Elaine já é considerada culpada por não saber quem estava colocando dentro de casa. Afinal, a mulher que deve saber com quem se relaciona, não é mesmo? Um sexto sentido que nunca foi ensinado a nós mulheres, da mesma forma que o respeito à mulher e a igualdade de gênero nunca foi ensinada aos homens. São os homens, afinal de contas, que agridem, abusam, estupram e matam.

Casos de feminicídio, assim como o de violência sexual, não são cometidos por homens estranhos que se escondem às sombras prontos para atacar mulheres indefesas que ousaram estar fora de casa na madrugada. Na verdade, são cometidos na sua grande maioria por homensque são parte da vida dessas mulheres. São maridos, namorados, amigos, colegas de trabalho e familiares. Homens que pagam impostos, beijam suas filhas, respeitam o sinal vermelho e dizem ser decentes, inclusive. O risco que nós mulheres corremos não é nossa imprudência, mas sim viver ao lado de homens.

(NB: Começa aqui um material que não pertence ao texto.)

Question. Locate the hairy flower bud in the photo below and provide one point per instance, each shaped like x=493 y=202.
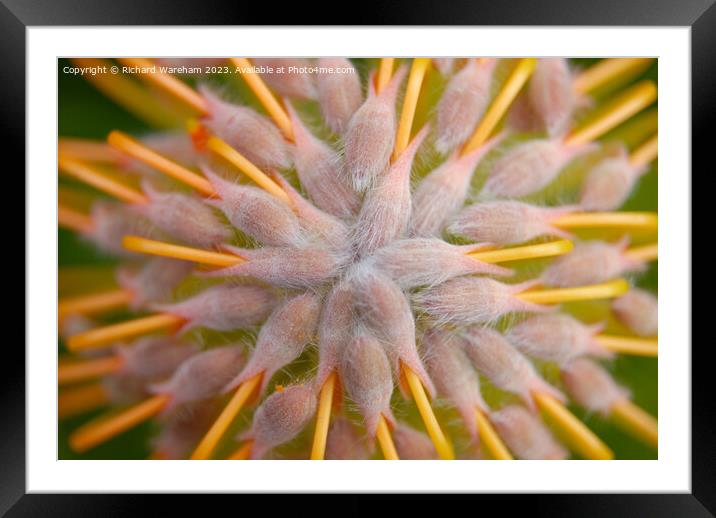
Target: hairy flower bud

Elaine não foi agredida porque postava fotos de biquíni nas redes sociais ou porque quis conhecer um cara que parecia legal após oito meses de conversa. Assim como as mais de 200 mulheres vítimas de feminicídio em 2019 não foram culpadas pela violência que sofreram. Os culpados são os que cometem a violência. E não se vê foto deles estampada nas redes sociais como as de Elaine.